Dec. 1st, 2012

agent_dani: (Default)
I looked at this blog post today: http://www.librarygeekgirl.net/2012/11/28/ill-say-it-again-be-awesome/ While reading through it I came upon a phrase that spoke to a problem about how privilege and oppression work.

"Now, the next transperson who runs for anything will have to deal with the shade of Stacie Laughton, and re-build the trust–not just in New Hampshire’s Ward 4, but all over the US–that she has tampered with."

The short form of this is explained by xkcd: http://xkcd.com/385/

In the longer form, I'd like to introduce you to one Bob Bolus of Scranton, Pennsylvania: http://thetimes-tribune.com/news/bolus-makes-another-quixotic-bid-for-office-1.21654

He's a convicted felon who keeps trying to run for elected office even though the conviction is an absolute bar to his ability to legally hold the office under the Commonwealth's constitution.

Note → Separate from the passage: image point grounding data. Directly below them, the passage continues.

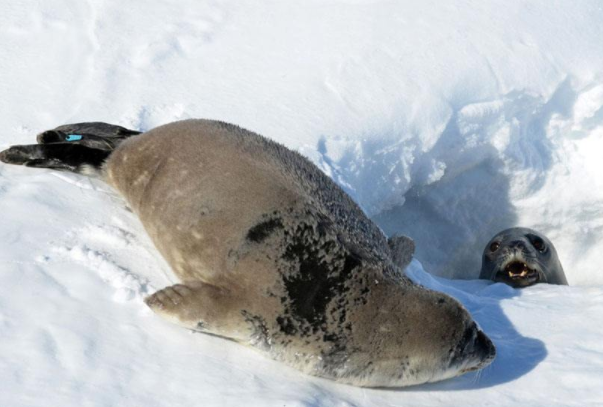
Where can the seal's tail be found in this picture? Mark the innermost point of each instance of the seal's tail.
(79, 147)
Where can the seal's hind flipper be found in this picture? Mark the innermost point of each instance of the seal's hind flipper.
(402, 248)
(99, 135)
(59, 156)
(200, 307)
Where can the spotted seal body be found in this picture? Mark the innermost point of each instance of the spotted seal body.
(521, 257)
(274, 255)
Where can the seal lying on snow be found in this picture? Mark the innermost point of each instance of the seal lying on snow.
(271, 253)
(521, 257)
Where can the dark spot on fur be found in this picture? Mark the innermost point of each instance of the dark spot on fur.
(320, 276)
(262, 230)
(260, 334)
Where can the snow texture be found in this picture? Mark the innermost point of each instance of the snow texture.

He tried to run several times in my years living there, and, apparently, tried again since I moved (and had another conviction.)

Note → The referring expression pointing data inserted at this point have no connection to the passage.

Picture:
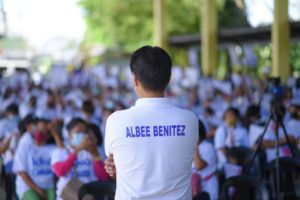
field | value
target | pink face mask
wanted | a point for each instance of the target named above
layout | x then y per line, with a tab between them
39	137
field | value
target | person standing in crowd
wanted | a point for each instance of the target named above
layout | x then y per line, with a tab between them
81	160
205	165
9	136
230	134
35	178
152	143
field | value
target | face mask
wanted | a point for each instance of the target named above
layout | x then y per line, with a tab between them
39	136
33	129
77	138
231	123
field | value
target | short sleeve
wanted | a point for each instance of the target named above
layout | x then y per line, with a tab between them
220	138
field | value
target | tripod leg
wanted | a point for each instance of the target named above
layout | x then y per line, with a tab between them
287	138
258	145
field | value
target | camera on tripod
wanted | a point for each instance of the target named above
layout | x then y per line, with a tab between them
276	89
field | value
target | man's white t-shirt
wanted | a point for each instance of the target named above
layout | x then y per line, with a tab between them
153	144
83	165
35	161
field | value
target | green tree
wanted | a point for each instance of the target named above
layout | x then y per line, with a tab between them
129	24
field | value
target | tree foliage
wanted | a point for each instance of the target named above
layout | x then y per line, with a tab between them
129	24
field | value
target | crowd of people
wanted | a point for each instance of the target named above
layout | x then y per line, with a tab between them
56	127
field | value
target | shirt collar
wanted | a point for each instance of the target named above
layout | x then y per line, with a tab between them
153	101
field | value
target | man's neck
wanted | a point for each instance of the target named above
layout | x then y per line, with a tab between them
150	94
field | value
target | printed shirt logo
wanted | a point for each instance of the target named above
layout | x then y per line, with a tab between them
155	131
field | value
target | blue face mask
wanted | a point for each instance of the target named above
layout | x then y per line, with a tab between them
77	138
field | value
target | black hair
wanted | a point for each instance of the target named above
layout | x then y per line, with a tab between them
152	67
88	106
13	108
202	131
74	122
234	111
97	132
209	111
253	111
29	119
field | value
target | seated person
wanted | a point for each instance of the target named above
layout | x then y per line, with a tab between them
230	134
35	178
81	160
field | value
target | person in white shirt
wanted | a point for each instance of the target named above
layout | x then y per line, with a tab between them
35	178
230	134
81	160
205	165
152	143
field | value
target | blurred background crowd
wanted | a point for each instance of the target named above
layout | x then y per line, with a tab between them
64	70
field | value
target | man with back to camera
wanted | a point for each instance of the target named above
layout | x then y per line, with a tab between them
151	145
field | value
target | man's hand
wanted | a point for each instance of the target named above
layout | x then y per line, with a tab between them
110	167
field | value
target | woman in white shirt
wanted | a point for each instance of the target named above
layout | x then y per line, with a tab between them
230	134
36	177
205	164
81	160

These two illustrate a specific property of privilege versus oppression on an axis of (non-)membership in a minority group.

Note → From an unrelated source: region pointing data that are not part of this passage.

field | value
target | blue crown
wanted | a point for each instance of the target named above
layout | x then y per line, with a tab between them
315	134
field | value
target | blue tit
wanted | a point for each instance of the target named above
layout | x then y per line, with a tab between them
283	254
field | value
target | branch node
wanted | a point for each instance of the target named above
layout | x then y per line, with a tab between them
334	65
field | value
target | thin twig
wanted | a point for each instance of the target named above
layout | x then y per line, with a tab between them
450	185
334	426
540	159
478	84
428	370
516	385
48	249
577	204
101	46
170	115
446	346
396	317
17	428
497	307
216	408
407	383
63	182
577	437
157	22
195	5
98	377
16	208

1: Bob, as a white, middle-class (at least,) cis man, is seen as an individual actor and not representative of all white, middle-class (at least,) cis men.

2: Stacie, as a trans woman, is seen as reflective of all trans women. There are possibly additional axes present for her; the sentence I quoted above does not regard those and I do not have that information at this time (I'm inclined to presume that, given the charges of which she was convicted, a certain financial situation at least recently was present.)

Bob, by being a white, middle-class, cis man, enjoys the privilege of not having his actions be taken as representative of any/all other white, middle-class, cis men.

Stacie, by being a trans woman (again, with the additional axes caveat,) is taken as reflexive of all trans women.